- Born: 17 August 1922 Rochester, New York
- Died: 19 June 2008 (aged 85) California
- Citizenship: USA (American)
- Education: Institute of Optics at the University of Rochester
- Known for: author of two editions of Modern Optical Engineering - The Design of Optical Systems, Modern Lens Design - A Resource Manual and Practical Optical Systems Layout.
- Awards: SPIE Gold Medal of the Society and Directors' Award. Fellow of both OSA and SPIE, and also OSSC.
- Scientific career
- Fields: Physics
- Workplaces: Chief Scientist at Kaiser Electro Optics in Carlsbad, California

= Warren J. Smith =

Warren J. Smith (1922-2008) was president of the Optical Society of America in 1980.

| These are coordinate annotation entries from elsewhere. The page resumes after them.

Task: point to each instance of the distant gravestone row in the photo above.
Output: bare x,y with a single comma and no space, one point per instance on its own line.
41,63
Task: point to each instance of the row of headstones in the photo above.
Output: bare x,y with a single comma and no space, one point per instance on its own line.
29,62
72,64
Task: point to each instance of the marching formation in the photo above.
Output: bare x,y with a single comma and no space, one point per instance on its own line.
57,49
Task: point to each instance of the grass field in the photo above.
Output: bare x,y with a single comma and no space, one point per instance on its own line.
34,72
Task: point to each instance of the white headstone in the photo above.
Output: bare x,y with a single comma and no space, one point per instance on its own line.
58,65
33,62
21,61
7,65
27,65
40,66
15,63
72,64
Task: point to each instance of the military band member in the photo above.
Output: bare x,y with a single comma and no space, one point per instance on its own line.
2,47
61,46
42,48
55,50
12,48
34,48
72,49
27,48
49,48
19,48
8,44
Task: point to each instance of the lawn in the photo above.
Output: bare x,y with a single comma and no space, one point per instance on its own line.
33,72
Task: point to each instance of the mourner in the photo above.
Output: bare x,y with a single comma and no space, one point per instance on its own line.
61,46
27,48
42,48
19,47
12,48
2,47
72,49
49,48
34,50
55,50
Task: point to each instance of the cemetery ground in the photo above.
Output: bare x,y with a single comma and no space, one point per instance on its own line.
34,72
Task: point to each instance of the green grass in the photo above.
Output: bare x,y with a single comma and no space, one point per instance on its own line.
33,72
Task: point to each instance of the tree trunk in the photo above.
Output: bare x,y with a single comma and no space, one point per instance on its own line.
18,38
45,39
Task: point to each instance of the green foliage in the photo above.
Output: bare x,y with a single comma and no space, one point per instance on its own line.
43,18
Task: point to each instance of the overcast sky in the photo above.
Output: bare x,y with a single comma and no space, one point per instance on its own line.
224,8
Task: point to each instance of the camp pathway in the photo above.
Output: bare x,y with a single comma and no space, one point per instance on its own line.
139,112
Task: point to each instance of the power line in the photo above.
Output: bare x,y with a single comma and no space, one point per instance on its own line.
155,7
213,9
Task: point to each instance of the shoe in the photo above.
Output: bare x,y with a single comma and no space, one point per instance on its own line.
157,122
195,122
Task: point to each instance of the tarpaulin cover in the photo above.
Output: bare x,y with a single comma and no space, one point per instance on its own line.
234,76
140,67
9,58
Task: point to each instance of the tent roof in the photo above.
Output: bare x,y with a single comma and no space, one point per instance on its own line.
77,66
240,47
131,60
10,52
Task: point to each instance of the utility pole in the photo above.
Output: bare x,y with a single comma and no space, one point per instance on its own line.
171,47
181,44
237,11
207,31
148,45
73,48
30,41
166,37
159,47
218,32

Warren Smith is world-renowned in the optics community as author of two editions of Modern Optical Engineering - The Design of Optical Systems, Modern Lens Design - A Resource Manual and Practical Optical Systems Layout. He was a Founder and President of the Chicago Section of the Optical Society of America (OSA); a Director of the Optical Society of Southern California (OSSC); National President of OSA in 1980; recipient of the SPIE Gold Medal; and National President of the SPIE in 1983. He is a Fellow of the OSA, SPIE and the OSSC. He taught optics courses for the University of Wisconsin, SPIE, OSA, and various companies and government agencies at worldwide locations.

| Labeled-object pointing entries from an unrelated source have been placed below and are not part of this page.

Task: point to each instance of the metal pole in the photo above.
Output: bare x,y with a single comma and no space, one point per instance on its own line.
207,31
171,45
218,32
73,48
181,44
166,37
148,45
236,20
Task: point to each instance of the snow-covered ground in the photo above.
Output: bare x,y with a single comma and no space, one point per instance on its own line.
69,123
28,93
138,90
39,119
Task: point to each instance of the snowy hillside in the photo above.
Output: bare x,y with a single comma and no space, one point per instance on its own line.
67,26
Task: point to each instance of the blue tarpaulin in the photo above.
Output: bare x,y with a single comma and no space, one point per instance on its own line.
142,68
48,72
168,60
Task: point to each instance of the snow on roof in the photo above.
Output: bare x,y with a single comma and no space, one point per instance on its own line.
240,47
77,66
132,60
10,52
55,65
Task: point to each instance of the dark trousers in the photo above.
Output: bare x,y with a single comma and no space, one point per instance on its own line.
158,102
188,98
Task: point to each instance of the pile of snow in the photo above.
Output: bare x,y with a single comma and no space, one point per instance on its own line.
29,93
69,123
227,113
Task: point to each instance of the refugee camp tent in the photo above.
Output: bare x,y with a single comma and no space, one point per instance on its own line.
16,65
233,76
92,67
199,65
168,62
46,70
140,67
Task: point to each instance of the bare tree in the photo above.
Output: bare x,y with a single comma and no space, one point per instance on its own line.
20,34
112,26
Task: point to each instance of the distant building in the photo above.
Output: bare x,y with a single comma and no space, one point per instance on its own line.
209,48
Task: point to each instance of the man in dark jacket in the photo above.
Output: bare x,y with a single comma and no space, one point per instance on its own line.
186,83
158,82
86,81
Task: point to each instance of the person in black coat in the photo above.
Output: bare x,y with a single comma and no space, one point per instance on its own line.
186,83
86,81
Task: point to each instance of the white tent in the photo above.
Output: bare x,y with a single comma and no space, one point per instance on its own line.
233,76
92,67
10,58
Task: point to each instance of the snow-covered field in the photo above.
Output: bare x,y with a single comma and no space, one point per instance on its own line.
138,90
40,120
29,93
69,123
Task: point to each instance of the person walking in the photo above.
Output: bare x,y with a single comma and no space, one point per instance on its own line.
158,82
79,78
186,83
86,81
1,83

"Warren was a mentor who always listened, and was always very supportive," said Max Riedl, who worked with Smith at Infrared Industries in Santa Barbara, CA. "A clear and critical thinker, he was never satisfied with 'just' solving an optical problem. During the 23 years we worked together, I never saw any of his designs that did not bring the predicted results."

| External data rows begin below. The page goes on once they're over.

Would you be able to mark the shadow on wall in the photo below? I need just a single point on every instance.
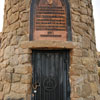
(15, 99)
(98, 63)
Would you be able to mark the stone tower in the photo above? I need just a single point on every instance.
(16, 51)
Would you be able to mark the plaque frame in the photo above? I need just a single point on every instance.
(68, 19)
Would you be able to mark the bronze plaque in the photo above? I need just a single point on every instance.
(50, 21)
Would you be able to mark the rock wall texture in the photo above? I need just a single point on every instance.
(15, 62)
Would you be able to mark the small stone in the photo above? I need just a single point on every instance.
(9, 69)
(14, 60)
(8, 52)
(26, 79)
(16, 77)
(6, 88)
(8, 77)
(26, 58)
(23, 69)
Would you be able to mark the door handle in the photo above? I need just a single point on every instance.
(35, 86)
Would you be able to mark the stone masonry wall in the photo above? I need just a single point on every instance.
(15, 62)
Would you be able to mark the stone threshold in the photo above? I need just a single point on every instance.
(48, 45)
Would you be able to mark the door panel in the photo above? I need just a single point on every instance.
(50, 75)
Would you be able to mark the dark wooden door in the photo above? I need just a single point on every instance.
(50, 75)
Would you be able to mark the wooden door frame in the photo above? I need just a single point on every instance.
(67, 76)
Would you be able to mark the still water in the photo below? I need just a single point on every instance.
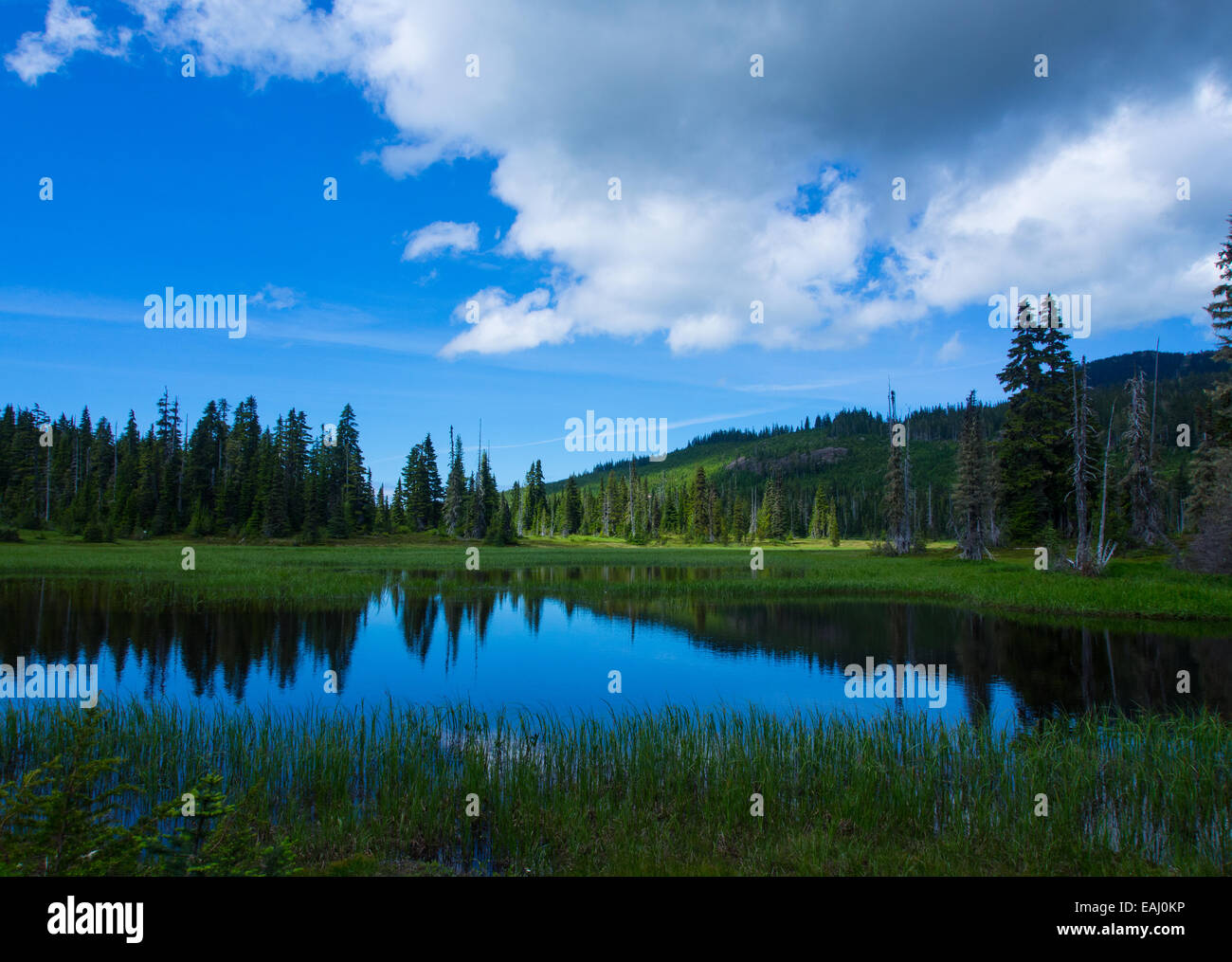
(516, 644)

Born on 17 August 1922, Smith graduated from Institute of Optics at the University of Rochester. After graduation, he worked for Eastman Kodak in Oak Ridge, Tennessee. In 1946 he became Chief Optical Engineer at Simpson Optical Manufacturing Company in Chicago, IL, and in 1959 he moved Raytheon in Santa Barbara, CA, where he was Manager of the Optics Section until 1962. From 1962 until 1983 he was Director of R&D at Infrared Industries in Santa Barbara, and Vice President of R&D at Santa Barbara Applied Optics until 1987.

After 1987, Warren Smith was the chief scientist at Kaiser Electro Optics in Carlsbad, California working part-time at the end of his career due to the demands of consulting, teaching, and expert witnessing, and writing the 3rd edition of his book Modern Optical Engineering.

Warren J. Smith resided in Vista, California, until his death on 19 June 2008. He was survived by his wife Mary Helen Smith (they married in 1944) and their two grown children David and Barbara.